Mark Judge

Survivor

I want to focus my statement on not being a sepsis zombie for life and help other sepsis survivors achieve the same. I’m writing a book on this to get the message out. There is much effort out there to prevent and treat sepsis, which I applaud, but there is very limited help to assist and heal sepsis survivors. The bacteria and inflammation does so much damage to the body and organs. Help me not be a sepsis zombie forever is my relentless mantra and book title.

I am five years out from coming so close to dying from septic shock. I was in my mid-forties when it stole my health and nearly took my life. Prior to getting an infection, I was at the gym every day. My doctors and cardiologist call me lucky and named me Lazarus for miraculously rising from the dead. I was in and out of the ER after my stay in intensive care like a yo-yo with all the classic post sepsis symptoms – low blood pressure, ongoing infection, weak lungs, cloudy thinking, digestive challenges, bloating, damaged heart, affected kidneys, weak legs, no muscle strength. I had a few close calls from dying multiple times during that period. The doctors were never really sure on the cause of the infection – they thought either bacteria entered my body via the lung or through a urinary tract infection, but I did not hold any history of urinary tract infections so they did not establish a cause.

I am so grateful for surviving sepsis as I am very aware that many do not. I am very lucky to still be here. I am lucky to be with my family. They mean the world to me and I love them dearly. They deserve a special reward for looking after me and dealing with a sepsis survivor. I want to help survivors like me who have a second chance at life to make the most out of their second chance.

My urologist and the intensive care doctor told me I would feel pretty bad for a year. They were wrong. Try three to four years, as a more accurate projection. Up to three years I had trouble walking around the shopping center for longer than 30 minutes before I had to sit down. Legs would start to ache and became weak. Body wide fatigue and lack of physical ability haunted me for over three years. Post-traumatic stress syndrome became a daily friend. (Sepsis and Post-Traumatic Stress Disorder) I refer to that lingering visitor as the friend who it taught me a lot. Like most friends, it had a season and a reason. Come the end of the third year I did not want to be a sepsis zombie any more. We did a lot of research on the impact of sepsis on cells and organs. I started to take targeted supplements that might help according to the research and university studies. Most of the research is non-conclusive of course but hints at potential road maps and gives you a rough compass.

I changed my diet which greatly helped my recovery. Five years out I am not totally healed yet but time, supplements, and diet changes have had an amazing difference. After a five year relentless pursuit of regaining my health I am in the gym several days a week with a goal to achieve six straight days a week. It’s up and down. It will take time and more patience. I am still haunted with health issues. No question, I can attest that sepsis is an awful disease to live with. No one can really help you. I wish there was a designated clinic out there, somewhere, that specialized in sepsis survivors. I am not sure if sepsis can ever be totally prevented. Clearly the number of sepsis cases can be reduced and proactive medical intervention will save lives and diminish the severity of damage in surviving patients. My heart goes out to those who have lost their lives and to their loved ones left behind who live with that loss. My heart also wishes there was a cure for survivors. This awful, rapid and silent killer we call sepsis is so deadly and yet mysterious. Sepsis takes so much from us. I ask, what can I give when sepsis takes? Maybe my five years of experience can be something I can give to help others? I just don’t know how to really help? I have determined to write my story to start.

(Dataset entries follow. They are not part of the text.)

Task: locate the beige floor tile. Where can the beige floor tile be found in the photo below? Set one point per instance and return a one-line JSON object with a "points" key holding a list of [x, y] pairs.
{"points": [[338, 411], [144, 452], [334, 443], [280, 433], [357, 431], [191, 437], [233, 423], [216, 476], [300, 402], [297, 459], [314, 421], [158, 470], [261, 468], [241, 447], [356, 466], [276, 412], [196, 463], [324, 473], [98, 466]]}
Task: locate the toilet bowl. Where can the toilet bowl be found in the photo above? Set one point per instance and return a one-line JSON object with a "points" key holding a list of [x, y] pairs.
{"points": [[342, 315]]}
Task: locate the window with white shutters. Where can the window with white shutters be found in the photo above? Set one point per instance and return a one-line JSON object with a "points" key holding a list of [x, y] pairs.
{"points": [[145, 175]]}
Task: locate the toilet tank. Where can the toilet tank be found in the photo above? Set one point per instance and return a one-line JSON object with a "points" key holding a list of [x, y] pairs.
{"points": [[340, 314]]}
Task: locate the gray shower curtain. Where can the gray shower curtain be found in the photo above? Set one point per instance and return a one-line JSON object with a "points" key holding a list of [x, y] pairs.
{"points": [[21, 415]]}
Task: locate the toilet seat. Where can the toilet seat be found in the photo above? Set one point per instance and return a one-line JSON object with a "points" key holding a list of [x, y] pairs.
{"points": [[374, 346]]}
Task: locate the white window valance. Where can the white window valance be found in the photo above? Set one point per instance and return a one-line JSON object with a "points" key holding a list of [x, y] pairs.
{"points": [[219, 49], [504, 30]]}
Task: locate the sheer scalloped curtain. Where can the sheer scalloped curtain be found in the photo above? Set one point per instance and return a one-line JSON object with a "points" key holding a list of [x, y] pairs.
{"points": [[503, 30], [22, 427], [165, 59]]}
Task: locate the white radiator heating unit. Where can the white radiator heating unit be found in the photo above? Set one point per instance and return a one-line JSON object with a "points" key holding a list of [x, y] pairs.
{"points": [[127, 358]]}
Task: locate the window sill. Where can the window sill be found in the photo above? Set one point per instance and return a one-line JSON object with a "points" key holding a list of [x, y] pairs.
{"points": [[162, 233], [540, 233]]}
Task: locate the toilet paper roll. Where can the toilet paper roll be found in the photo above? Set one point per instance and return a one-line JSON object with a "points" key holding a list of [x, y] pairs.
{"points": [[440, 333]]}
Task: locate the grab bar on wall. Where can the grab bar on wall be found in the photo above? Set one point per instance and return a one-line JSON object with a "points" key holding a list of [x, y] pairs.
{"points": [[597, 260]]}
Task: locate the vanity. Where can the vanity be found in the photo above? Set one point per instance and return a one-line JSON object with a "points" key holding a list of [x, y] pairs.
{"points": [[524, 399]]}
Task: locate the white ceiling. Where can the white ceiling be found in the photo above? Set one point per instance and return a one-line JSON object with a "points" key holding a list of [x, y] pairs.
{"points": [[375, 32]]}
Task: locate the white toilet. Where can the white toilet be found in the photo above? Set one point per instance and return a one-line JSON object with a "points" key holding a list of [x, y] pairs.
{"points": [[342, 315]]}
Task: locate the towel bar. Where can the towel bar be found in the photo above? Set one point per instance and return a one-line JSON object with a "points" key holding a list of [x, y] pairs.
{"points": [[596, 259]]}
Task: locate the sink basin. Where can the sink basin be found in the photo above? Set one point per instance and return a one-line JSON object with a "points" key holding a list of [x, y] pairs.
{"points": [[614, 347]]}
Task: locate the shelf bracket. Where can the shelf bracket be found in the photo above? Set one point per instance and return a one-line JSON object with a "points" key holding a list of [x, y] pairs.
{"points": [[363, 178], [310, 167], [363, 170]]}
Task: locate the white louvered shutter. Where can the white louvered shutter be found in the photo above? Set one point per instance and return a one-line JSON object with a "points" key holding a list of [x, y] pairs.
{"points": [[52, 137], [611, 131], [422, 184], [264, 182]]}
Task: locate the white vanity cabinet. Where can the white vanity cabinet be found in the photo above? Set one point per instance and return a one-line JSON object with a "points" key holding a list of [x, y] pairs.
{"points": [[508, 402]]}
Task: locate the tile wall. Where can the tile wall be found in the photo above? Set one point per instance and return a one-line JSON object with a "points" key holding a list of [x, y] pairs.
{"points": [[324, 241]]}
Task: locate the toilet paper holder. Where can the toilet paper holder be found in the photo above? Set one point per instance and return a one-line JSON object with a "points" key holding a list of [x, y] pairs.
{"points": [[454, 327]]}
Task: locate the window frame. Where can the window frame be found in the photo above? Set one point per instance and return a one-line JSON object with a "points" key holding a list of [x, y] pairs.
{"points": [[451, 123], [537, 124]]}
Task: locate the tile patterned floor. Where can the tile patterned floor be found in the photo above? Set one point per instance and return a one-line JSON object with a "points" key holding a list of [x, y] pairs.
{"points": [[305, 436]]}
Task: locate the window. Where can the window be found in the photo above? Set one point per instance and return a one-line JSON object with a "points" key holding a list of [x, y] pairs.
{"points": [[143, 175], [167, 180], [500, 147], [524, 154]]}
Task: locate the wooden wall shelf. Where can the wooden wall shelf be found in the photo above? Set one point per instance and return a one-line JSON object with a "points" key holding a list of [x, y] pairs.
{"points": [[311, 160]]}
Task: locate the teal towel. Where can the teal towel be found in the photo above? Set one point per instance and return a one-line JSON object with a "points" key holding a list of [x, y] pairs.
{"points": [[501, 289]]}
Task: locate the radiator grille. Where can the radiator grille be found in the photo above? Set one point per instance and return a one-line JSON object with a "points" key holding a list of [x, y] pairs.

The doctors were never really sure on cause of the infection – they thought either bacteria entered my body via the lung or through an urinary tract infection, but I did not hold any history of urinary tract infections so they did not establish a cause. I awoke one morning with flu like symptoms, and waited too long to go to the hospital, thinking it was flu. Maybe that saved my life – better than going in early and being send home. Then again waiting too long was causal to septic shock – not sure if we did the right thing, being misdiagnosed and sent home to die is terrible – so we avoided that – staying home to long and going into septic shock but living – and taking 5 years to rehabilitate is so hard but yet I am alive.  I will take life and a second chance.